You need to lube the switches of your mechanical keyboard and treat it as a hobby to get the best typing performance out of this peripheral device. It might sound like an irksome task, but you can make your keyboard perform much better if you lube it regularly.

In this guide, we will discuss the hows and whys — how to lube switches and why you need to do it. We’ll discuss a few lubes you can use in this regard, and we also threw in some troubleshooting techniques in case any issues arise. 

Scroll down to read all about it and get your mechanical keyboard performing at an optimal level. Let’s begin!

How to Lube Switches

Here are the steps: 

  1. You will first need a good lube — you can choose grease-based fluids or oil-based fluids
  2. To lube switches, you will first have to remove them from the keyboard
  3. Next, you must take them apart using a screwdriver or a switch removal tool
  4. It’s a lot easier if you own a hot-swappable keyboard
  5. You will need to lube the lower housing, spring, stem, and upper housing
  6. Once you’re done lubing the switches, you must place them back in the keyboard
Mechanical Keyboard Switches
Mechanical Keyboard Switches

Types of Keyboard Switches

There are three different types of switches that you will find in a mechanical keyboard. These are tactile switches, clicky switches, and linear switches. 

Tactile Switches

These switches come with a tactile bump; you will feel it when you type. However, they produce a pretty good sound if they are not noisy. A cherry-style switch (brown) is an ideal example of this switch. 

Clicky Switches

These switches produce a sound that is more fun. It means that they are much noisier than the other two types. A cherry-style switch (blue) is an excellent example of a clicky switch and is quite noisy. 

Linear switches

If you want to go for switches that don’t produce noise, you should consider linear switches. Keyboards with these switches are much smoother, and these mechanical keyboards seem more like membrane keyboards.

Types of Keyboard Lubes

There are different types of lubes that you can use for this purpose as long as it is not flammable. These fluids have polyol esters, phosphate esters, and water glycols that assist the keyboard switches in easy movement and prevent any damage. 

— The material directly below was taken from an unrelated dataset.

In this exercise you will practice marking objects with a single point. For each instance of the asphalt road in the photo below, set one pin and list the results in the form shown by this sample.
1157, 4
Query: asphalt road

You have to consider the viscosities of these various fluids. The most popular fluids for this purpose are Krytox 105 oil, Tribosys 3204, Tribosys 3203, and Krytox 205g0. And their numbers tell you how viscous these fluids are. 

Primarily, there are two types of lubricants that you should consider:

Grease-Based Fluids

These fluids are ideal for linear switches because they have higher viscosities. You can apply them to spring, stem, housing, and switch parts. These are much thicker and are highly effective for reducing friction. 

Oil-Based Fluids

These fluids have lower viscosities than grease-based fluids, and they are ideal for use on the upper surfaces because they can reduce the overall feel factor. They are great for lubing the stem, housing, and other switch parts

Why Lube Keyboard Switches?

There are various reasons why you need to lube your keyboard switches. Some of the most prominent ones are as follows: 

Improved Sound

People go for mechanical keyboards because they are way better than their membrane counterparts due to their improved sound. Read our comparison of Mechanical vs Membrane keyboards if you want to learn more!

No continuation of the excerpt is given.